I get asked a lot about the software and tools I use for search engine architecture, data processing, and development work. Here are my recommendations organized by category.

Hardware

  • 16 inch MacBook Pro, M4, 48GB RAM (2024)

    Essential for running multiple search engine instances, processing large datasets, and handling complex indexing operations.
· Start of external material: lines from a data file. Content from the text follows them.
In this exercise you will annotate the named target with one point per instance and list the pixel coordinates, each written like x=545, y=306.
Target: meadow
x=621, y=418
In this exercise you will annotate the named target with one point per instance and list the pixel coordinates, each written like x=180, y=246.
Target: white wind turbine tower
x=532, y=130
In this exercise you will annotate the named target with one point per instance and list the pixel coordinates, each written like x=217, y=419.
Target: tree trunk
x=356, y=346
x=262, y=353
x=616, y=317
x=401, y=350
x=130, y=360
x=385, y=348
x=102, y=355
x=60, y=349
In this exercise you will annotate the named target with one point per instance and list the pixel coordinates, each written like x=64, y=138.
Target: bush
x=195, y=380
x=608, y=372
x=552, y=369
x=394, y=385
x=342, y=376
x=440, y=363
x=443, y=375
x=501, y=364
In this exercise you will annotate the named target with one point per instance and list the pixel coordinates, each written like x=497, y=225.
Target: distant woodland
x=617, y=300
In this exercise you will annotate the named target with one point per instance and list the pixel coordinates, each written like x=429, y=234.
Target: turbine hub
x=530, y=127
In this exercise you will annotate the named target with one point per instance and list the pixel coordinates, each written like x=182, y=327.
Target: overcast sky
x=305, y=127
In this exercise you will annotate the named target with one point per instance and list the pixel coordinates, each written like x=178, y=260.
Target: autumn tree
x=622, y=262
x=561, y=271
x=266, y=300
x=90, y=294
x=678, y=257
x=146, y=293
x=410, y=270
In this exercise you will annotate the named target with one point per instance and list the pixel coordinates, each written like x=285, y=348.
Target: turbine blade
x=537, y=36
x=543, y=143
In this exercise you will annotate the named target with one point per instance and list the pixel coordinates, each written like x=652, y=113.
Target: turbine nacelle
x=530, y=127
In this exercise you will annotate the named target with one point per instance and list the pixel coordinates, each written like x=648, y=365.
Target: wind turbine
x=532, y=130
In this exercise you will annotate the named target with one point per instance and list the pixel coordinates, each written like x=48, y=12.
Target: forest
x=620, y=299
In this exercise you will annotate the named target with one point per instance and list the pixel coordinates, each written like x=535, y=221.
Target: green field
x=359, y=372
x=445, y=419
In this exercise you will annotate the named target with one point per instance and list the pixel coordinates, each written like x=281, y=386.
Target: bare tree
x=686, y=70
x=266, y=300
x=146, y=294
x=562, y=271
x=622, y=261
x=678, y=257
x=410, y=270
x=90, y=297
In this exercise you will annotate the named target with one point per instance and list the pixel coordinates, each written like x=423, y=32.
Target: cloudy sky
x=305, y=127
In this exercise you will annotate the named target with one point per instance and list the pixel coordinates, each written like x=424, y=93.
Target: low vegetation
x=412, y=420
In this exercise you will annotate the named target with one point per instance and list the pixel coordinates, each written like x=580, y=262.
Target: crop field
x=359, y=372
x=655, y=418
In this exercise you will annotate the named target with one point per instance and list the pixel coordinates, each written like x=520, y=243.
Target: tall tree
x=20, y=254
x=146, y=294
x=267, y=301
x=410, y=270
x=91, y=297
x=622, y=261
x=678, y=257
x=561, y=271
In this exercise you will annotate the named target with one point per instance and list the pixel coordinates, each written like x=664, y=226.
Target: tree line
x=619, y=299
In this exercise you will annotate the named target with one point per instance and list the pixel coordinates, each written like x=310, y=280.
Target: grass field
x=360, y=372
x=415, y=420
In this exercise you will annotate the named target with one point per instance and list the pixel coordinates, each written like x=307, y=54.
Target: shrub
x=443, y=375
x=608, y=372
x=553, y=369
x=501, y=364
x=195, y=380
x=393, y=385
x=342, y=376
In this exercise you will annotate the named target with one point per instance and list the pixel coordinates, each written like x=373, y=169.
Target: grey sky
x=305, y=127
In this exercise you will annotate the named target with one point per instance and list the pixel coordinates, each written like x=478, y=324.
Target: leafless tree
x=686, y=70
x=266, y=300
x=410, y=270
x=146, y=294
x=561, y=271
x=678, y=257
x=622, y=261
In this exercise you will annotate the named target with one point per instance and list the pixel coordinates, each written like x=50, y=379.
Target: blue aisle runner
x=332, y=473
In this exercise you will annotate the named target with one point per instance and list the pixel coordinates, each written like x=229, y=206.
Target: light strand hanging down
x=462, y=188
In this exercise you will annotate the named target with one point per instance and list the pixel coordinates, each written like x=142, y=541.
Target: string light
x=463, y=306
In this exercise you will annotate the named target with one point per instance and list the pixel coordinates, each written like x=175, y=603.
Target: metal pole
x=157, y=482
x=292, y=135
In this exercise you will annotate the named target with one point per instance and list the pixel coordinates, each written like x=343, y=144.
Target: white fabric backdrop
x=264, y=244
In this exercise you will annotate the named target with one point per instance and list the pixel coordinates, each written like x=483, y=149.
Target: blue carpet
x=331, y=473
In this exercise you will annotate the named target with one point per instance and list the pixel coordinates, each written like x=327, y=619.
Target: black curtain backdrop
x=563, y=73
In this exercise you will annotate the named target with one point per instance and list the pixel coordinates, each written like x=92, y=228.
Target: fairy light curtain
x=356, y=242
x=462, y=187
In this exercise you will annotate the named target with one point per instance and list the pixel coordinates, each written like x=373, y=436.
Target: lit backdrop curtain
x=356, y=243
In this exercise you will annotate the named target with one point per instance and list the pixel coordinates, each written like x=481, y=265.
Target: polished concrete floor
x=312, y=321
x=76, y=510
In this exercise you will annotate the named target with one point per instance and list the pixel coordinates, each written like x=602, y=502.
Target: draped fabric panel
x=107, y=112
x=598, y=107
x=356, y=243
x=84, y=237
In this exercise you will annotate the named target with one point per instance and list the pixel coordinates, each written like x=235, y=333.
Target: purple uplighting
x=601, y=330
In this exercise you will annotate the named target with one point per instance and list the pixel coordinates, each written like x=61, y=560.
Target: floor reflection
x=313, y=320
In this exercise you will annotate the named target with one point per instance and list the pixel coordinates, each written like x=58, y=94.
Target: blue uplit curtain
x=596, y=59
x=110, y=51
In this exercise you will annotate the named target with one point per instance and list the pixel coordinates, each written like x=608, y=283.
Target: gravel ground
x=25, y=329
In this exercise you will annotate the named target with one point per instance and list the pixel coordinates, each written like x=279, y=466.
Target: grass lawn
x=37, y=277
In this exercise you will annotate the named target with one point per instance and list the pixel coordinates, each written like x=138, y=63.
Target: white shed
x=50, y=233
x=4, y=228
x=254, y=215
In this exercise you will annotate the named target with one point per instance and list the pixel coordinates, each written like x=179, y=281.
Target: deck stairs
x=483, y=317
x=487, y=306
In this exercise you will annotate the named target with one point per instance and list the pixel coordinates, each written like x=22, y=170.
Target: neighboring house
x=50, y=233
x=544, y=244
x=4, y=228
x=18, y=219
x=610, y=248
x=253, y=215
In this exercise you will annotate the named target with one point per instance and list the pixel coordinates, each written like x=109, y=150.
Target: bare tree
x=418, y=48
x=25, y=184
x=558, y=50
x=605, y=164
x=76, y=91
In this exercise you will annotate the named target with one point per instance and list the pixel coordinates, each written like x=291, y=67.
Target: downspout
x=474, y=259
The M4 handles heavy computational loads for search algorithm development without breaking a sweat.

  • Apple Magic Trackpad

    The multi-touch gestures are invaluable for navigating between search interfaces, monitoring dashboards, and managing multiple development environments simultaneously.

  • Herman Miller Aeron Chair

    When you are spending hours optimizing search algorithms and analyzing query performance, proper ergonomics makes a significant difference in productivity.

Development Tools

  • Visual Studio Code

    Perfect for editing SOLR configurations, OpenSearch mappings, and search query JSON. The syntax highlighting and multi-cursor editing capabilities make managing complex search schemas much more efficient.

  • iTerm2

    Essential for managing multiple search engine instances, running indexing jobs, and monitoring cluster health across different environments. The split panes are invaluable for watching logs while executing commands.

  • TablePlus

    Crucial for examining data before indexing, debugging search results, and analyzing query performance metrics. Makes it easy to understand data relationships when designing search architectures.

Search & Data Platforms

  • Apache SOLR

    My go-to search platform for enterprise implementations. Excellent for complex faceted search, geographic queries, and handling large-scale indexing operations with fine-grained control over relevance scoring.

  • OpenSearch

    Powerful for real-time analytics and full-text search. Great for log analysis, monitoring dashboards, and building search applications that need both search and analytical capabilities.

  • Apache Kafka

    Essential for building real-time data pipelines that feed search engines. Perfect for streaming data updates to maintain fresh search indexes without full rebuilds.

  • Python & Pandas

    Core tools for data preprocessing, cleaning, and transformation before indexing. Pandas makes it easy to analyze query logs and search performance metrics.

Data Sources

  • Common Crawl

    Massive repository of web crawl data, perfect for building large-scale search indexes and analyzing web content patterns. Essential for research into web-scale search algorithms and content analysis.

  • GeoNames

    Comprehensive geographical database with over 12 million place names. Invaluable for implementing location-based search features and geographic query expansion in search applications.

  • Nominatim

    OpenStreetMap-based geocoding service that provides excellent address and location search capabilities. Perfect for integrating geographic search functionality into applications.

  • GDELT Project

    Real-time global event database that monitors news and information sources worldwide. Excellent for building search applications focused on current events and trend analysis.